Broadcom had a proposed buyout of Qualcomm, but the promising deal fell off because the president did not approve of it. An official statement was released at the beginning of the week, and the president explained the reason why the deal was not approved.
National security in danger
The statement was definitely a strange one, and national security concerns were cited as one of the reasons this transaction is prohibited. The order mentioned that there is “credible evidence” that lead the president to believe that Broadcom Limited “might take action that threatens to impair the national security of the United States”. The president also included the “partners, subsidiaries, or affiliates, including Broadcom Corporation, a California corporation, and Broadcom Cayman L.P., a Cayman Islands limited partnership, and their partners, subsidiaries, or affiliates (together, the Purchaser)”.
The order then continued by prohibiting the proposed takeover of Qualcomm, and it also prohibited “any substantially equivalent merger, acquisition, or takeover, whether affected directly or indirectly”. Broadcom also had 15 other options submitted as potential candidates. These were also prohibited by the president, and the Purchaser and Qualcomm have to certify this to the Committee of Foreign Investment in the United States (CFIUS).

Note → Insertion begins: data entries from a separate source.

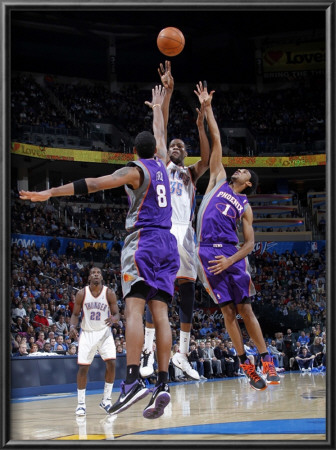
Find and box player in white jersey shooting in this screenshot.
[140,61,210,380]
[70,267,120,416]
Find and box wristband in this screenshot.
[73,178,89,195]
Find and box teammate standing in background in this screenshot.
[195,83,280,390]
[70,267,120,416]
[20,86,179,419]
[140,61,210,380]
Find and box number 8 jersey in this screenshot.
[125,157,172,231]
[81,286,110,331]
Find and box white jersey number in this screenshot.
[156,184,168,208]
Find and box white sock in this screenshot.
[103,381,113,402]
[144,327,155,352]
[77,389,86,403]
[180,330,190,355]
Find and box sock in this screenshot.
[103,381,113,402]
[238,353,247,364]
[144,327,155,352]
[77,389,86,403]
[180,330,190,355]
[78,418,87,439]
[155,372,168,386]
[125,364,139,384]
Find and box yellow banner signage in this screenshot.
[11,142,134,164]
[185,154,326,168]
[11,142,326,168]
[262,42,325,72]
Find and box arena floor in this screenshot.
[11,372,326,442]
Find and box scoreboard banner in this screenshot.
[262,42,325,78]
[11,142,134,164]
[11,142,326,168]
[185,154,326,169]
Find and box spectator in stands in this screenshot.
[66,344,77,355]
[214,342,234,377]
[48,234,61,255]
[33,309,49,331]
[267,339,285,369]
[56,334,68,351]
[188,342,206,380]
[56,315,69,335]
[309,336,324,367]
[203,341,223,378]
[298,331,310,347]
[36,331,46,350]
[29,343,40,355]
[13,344,28,356]
[50,338,58,352]
[12,302,27,319]
[12,317,24,334]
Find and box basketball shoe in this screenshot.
[76,403,86,416]
[240,359,267,391]
[140,349,154,378]
[262,355,280,384]
[108,380,149,414]
[142,383,170,419]
[99,400,112,414]
[172,353,200,381]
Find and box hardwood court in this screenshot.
[11,372,326,441]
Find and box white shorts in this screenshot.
[170,223,197,281]
[77,327,116,365]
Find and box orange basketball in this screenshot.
[156,27,185,56]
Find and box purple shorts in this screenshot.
[121,229,180,300]
[197,244,255,305]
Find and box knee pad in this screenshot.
[146,305,153,323]
[179,282,195,323]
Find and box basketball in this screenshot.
[156,27,185,56]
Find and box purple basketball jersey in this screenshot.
[197,181,248,244]
[125,158,172,231]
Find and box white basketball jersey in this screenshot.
[167,161,196,225]
[81,286,110,331]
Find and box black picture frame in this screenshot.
[0,0,336,449]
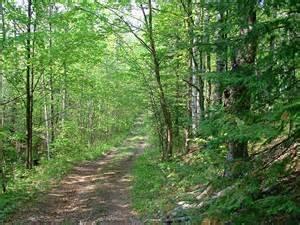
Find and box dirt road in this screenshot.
[7,135,146,225]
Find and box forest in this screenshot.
[0,0,300,225]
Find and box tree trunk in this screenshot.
[26,0,33,169]
[0,2,6,192]
[224,2,257,175]
[148,0,173,160]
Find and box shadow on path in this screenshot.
[7,126,147,225]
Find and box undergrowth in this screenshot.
[0,129,129,223]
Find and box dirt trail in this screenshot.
[7,130,146,225]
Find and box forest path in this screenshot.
[7,124,147,225]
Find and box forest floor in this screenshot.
[6,127,147,225]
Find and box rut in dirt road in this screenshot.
[7,133,146,225]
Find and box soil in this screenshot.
[6,131,146,225]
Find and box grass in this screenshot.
[0,132,128,223]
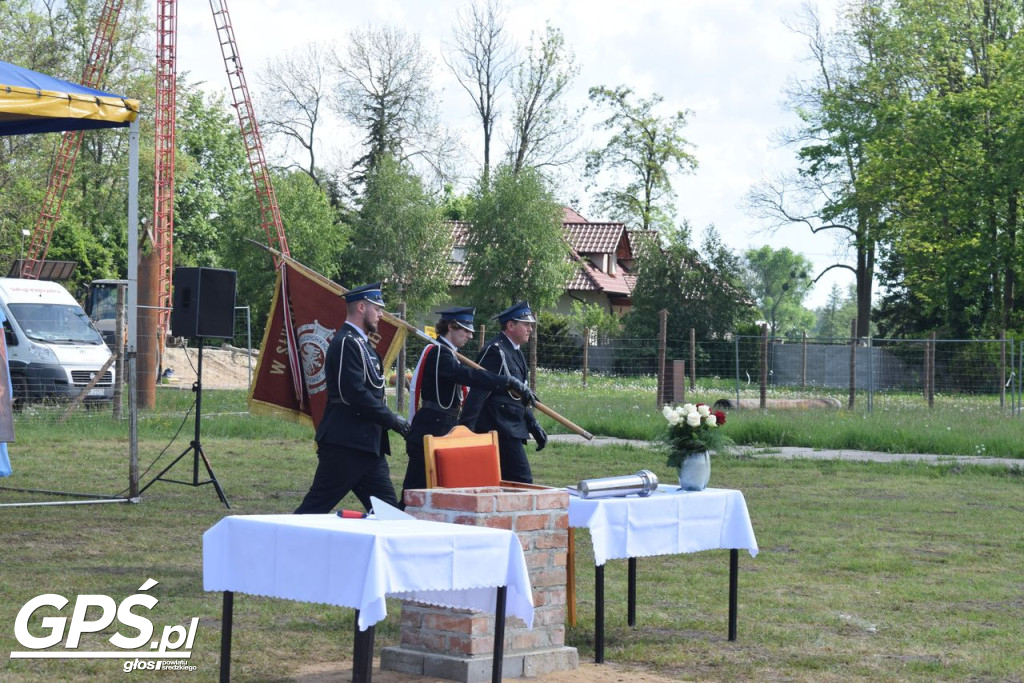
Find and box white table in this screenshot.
[203,514,534,681]
[569,484,758,663]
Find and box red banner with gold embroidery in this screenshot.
[249,259,406,427]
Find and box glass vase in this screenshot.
[679,451,711,490]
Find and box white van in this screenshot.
[0,278,115,405]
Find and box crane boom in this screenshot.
[152,0,178,339]
[210,0,290,262]
[22,0,125,280]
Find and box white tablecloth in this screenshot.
[569,485,758,565]
[203,514,534,630]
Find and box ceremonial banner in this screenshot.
[249,260,406,428]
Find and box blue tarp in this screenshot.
[0,310,14,477]
[0,61,138,135]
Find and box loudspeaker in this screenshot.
[171,268,236,339]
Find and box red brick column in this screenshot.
[381,486,579,683]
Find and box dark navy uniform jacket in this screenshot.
[316,323,399,456]
[459,333,538,440]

Broadcom was quite optimistic about the deal until the presidential order appeared. In fact, the company believed they could save things by moving the headquarters to the United States from Singapore, despite the concerns expressed by The U.S. Treasury’s Committee on Foreign Investment in the United States.
After the deal was prohibited, Broadcom released a statement that said: “Broadcom strongly disagrees that its proposed acquisition of Qualcomm raises any national security concerns.” The shares of Qualcomm were also affected by the statement released by the White House. The fell close to 5% shortly after the announcement.